It works by destroying their digestive tract. You may see a few small brown streaks which is like their diarrhea. The adults will die within a few days. But the eggs they layed will hatch and you will see that generation. After a few days that generation will die. That should take care of it. Of course, there may be a few others eventually due to migration or they arrive by transport in something brought onto the property like dog food bag.
I would never spray insecticide in my home. Too dangerous imo.
You can buy a quart bottle of boric acid for less than $8 at HD. Should last for years.
Google boric acid roaches


----------



## chandler48 (Jun 5, 2017)

I agree with the boric acid. We even sprinkled 20 Mule Team Borax behind our refrigerator and in the back of our base cabinets once and it works well. It doesn't "kill" the roaches, it just makes it uninhabitable for them, and they move to your neighbor's house.

In Florida, you are most likely seeing Palmetto Bugs, not roaches.


----------



## Jlabruno (6 mo ago)

Thank you all for the responses. I do have a cat so something safe is important. I just can not figure out how they are getting in and some of them are huge. I mean all under the sink piping has been sealed with foam so there are no cracks or ways in under any sinks We rarely open windows as we use the AC due to the heat. I can not figure out where they are coming in.


----------



## snic (Sep 16, 2018)

Roaches can get in through the tiniest cracks, or their eggs can come in with you (e.g., boxes and bags from the supermarket). Once they're in, their offspring are in.

I seem to have gotten rid of them by dusting with boric acid. I also have cats, so I had to be very careful about where to put it. Two tips: figure out where the roaches like to hang out, and put the boric acid there, not where you _think_ a roach would like to hang out. The trick is to watch and not freak out: turn the light on, see where they scurry to. After a few days you will figure out where their favorite hiding places are, and that tells you where to put the boric aid. The good news is that they like to hide in nooks and crannies where cats can't go. The second tip is to be _extremely_ sparing with the boric acid. You need just the lightest coating - otherwise roaches just walk around it (do you like walking through sand when you instead have a nice boardwalk to walk on?). I wasn't able to get this right until I bought a bulb duster and learned to use it to get the absolute lightest dusting.

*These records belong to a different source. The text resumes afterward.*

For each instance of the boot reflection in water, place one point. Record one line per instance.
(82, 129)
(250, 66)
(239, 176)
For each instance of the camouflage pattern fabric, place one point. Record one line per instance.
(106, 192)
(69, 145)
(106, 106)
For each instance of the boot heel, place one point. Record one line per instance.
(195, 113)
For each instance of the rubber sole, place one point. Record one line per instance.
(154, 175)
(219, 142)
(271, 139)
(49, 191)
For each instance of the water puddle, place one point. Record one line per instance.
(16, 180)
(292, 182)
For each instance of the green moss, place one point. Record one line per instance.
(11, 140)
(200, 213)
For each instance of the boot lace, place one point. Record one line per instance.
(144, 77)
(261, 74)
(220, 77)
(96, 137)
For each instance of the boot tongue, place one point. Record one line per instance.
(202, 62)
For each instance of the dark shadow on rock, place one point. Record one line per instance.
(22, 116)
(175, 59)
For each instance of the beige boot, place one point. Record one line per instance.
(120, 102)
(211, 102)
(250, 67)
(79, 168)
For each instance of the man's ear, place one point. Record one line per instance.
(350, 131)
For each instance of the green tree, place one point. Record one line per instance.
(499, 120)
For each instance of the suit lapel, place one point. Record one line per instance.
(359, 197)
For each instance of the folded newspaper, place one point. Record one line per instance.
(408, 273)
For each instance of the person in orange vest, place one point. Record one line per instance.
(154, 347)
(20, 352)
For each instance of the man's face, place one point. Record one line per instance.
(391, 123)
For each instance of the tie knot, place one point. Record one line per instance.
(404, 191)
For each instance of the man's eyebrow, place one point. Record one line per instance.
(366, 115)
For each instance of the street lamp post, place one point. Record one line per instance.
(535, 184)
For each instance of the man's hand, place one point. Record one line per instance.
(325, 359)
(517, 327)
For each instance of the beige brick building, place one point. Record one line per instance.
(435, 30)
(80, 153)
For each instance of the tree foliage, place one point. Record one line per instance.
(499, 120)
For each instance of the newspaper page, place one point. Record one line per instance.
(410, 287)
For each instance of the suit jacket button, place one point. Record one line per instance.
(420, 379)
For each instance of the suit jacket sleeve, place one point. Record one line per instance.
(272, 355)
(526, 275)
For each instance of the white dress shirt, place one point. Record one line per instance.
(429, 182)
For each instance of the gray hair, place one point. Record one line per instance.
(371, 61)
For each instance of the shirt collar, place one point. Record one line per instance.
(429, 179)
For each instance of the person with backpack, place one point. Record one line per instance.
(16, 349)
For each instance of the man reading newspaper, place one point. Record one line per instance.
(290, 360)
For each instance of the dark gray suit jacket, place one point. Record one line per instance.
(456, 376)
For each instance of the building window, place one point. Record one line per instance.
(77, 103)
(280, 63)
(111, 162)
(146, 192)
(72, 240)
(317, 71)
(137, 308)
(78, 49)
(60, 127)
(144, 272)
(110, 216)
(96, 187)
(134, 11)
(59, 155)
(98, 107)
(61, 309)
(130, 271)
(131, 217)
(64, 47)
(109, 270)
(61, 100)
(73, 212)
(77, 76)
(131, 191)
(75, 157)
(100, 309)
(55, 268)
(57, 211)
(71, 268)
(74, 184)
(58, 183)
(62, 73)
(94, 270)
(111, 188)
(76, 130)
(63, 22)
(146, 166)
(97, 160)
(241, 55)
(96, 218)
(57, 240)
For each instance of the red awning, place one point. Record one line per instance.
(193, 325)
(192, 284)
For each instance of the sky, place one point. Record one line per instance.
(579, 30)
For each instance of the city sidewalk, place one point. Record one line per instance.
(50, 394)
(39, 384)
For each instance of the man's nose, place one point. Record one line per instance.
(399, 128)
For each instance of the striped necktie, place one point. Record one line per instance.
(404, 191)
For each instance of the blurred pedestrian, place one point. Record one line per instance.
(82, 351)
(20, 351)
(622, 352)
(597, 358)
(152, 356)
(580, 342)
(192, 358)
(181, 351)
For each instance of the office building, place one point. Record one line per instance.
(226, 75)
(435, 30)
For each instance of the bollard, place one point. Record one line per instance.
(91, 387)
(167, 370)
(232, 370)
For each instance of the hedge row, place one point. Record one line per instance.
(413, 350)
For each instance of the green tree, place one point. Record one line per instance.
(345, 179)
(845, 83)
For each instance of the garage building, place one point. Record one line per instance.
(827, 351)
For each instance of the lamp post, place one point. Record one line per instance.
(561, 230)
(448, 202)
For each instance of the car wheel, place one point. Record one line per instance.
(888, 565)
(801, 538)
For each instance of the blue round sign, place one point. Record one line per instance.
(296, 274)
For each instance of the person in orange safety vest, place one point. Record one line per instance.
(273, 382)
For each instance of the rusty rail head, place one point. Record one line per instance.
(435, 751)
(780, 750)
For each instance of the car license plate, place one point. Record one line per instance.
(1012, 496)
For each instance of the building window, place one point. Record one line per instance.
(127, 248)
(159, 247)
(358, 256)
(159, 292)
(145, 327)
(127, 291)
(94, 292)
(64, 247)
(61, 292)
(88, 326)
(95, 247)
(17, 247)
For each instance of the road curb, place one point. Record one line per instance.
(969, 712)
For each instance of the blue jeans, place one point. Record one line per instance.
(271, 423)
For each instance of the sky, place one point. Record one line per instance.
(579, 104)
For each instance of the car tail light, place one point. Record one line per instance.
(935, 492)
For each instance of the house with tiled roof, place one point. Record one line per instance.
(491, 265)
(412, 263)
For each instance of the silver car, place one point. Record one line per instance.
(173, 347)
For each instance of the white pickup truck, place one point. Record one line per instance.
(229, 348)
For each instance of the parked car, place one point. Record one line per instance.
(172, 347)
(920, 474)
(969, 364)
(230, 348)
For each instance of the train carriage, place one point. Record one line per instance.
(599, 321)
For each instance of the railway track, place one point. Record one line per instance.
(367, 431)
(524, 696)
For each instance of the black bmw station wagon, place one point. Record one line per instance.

In my case, the roaches seemed to love hiding on top of the dishwasher door, where it's warm and humid while we run the dishwasher at night. So for a few weeks I dusted that area every evening before running the dishwasher. I also noticed some crevices between the counter and cabinets etc where they liked to run to, so I spritzed some dust in there as well occasionally. Haven't seen a roach in months.


----------



## Elmer-Dallas Texas (9 mo ago)

Good idea. However if you sprinkle boric acid on chocolate chip cookies, roaches will find it.
Boric acid powder costs about $4 quart...a lifetime supply at HD.
Mama roaches will die in a few days. Then their babies hatch. So takes about 2 weeks for them all to be gone.


----------



## MTN REMODEL LLC (Sep 11, 2010)

I have great success with readily availabe "Ortho Home Defense" or Spectrside "Bug B Gone".


----------



## snic (Sep 16, 2018)

Elmer-Dallas Texas said:


> Good idea. However if you sprinkle boric acid on chocolate chip cookies, roaches will find it.
> Boric acid powder costs about $4 quart...a lifetime supply at HD.
> Mama roaches will die in a few days. Then their babies hatch. So takes about 2 weeks for them all to be gone.


You do have to be persistent.


----------



## DoomsDave (Dec 6, 2018)

A combination of bait and growth inhibitor works great.

The bait kills the adults, and the growth inhibitor kills the nymphs, even with slight exposure.


----------



## DoomsDave (Dec 6, 2018)

chandler48 said:


> I agree with the boric acid. We even sprinkled 20 Mule Team Borax behind our refrigerator and in the back of our base cabinets once and it works well. It doesn't "kill" the roaches, it just makes it uninhabitable for them, and they move to your neighbor's house.
> 
> In Florida, you are most likely seeing Palmetto Bugs, not roaches.


Palmetto bugs are a kind of roach, just big ones. They're not as interested in living inside as regular German roaches are.


----------



## DoomsDave (Dec 6, 2018)

Jlabruno said:


> So my wife and I have lived in Florida over 10 years. For the first 10 years despite never hiring a bug guy we never had roaches ever. We keep the house very clean
> 
> Fast forward to three weeks ago we had a brand new house built. Now ever day or two we find a roach roaming around the house . We hired a bug guy who said he only needs to spray every 3 months . The house is brand new everything top to bottom and clean as a house can be and we can not under why we have them and where they are coming from. All the pipes are sealed under the sinks. We just are baffled . Seems like every 48 hours we find one roaming and kill it
> 
> Any advice this place is 100% cleaning then the last place being brand new


Hmm. Sounds like you're getting palmetto bugs wandering inside from outside. Maybe get a picture of one, with your hand for comparison?


----------